Addressing the safety measures implemented, Codina describes enhanced, comprehensive health and safety protocols that “will be followed and strictly enforced to safeguard all. Daily COVID testing to our dancers, artistic staff and production crew will be provided by our health sponsor, Baptist Health South Florida. Required masks, social distancing standards, minimal to no-contact entry, and other health and safety measures in coordination with Baptist Health South Florida and local authorities will be strictly enforced for the safety of all.”
Additionally, guests will be seated in socially distanced pods, or separate sections of lawn that can accommodate a maximum of four people. Guests can select a chair module or a blanket module. In the chair sections, chairs will be provided. In the blanket sections, guests must bring their own blankets for seating.

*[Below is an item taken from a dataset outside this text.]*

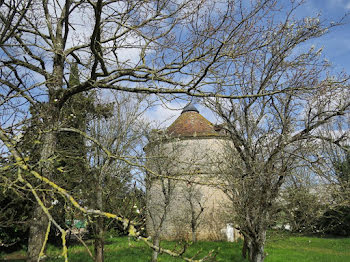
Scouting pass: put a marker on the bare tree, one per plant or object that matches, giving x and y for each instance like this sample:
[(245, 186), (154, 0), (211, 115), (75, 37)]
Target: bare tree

WHAT: “George Balanchine’s The Nutcracker in the Park”
WHEN: Dec. 18-31, with an opening night dedicated to and exclusively for first-responders and essential workers fighting COVID-19.
WHERE: Downtown Doral Park, 8395 NW 53rd St.
COST: All tickets are sold as pods and cost from $120-$285, depending on the section and the date. All tickets include free parking. Tickets for the opening performance on Friday, 12/18, are sold out.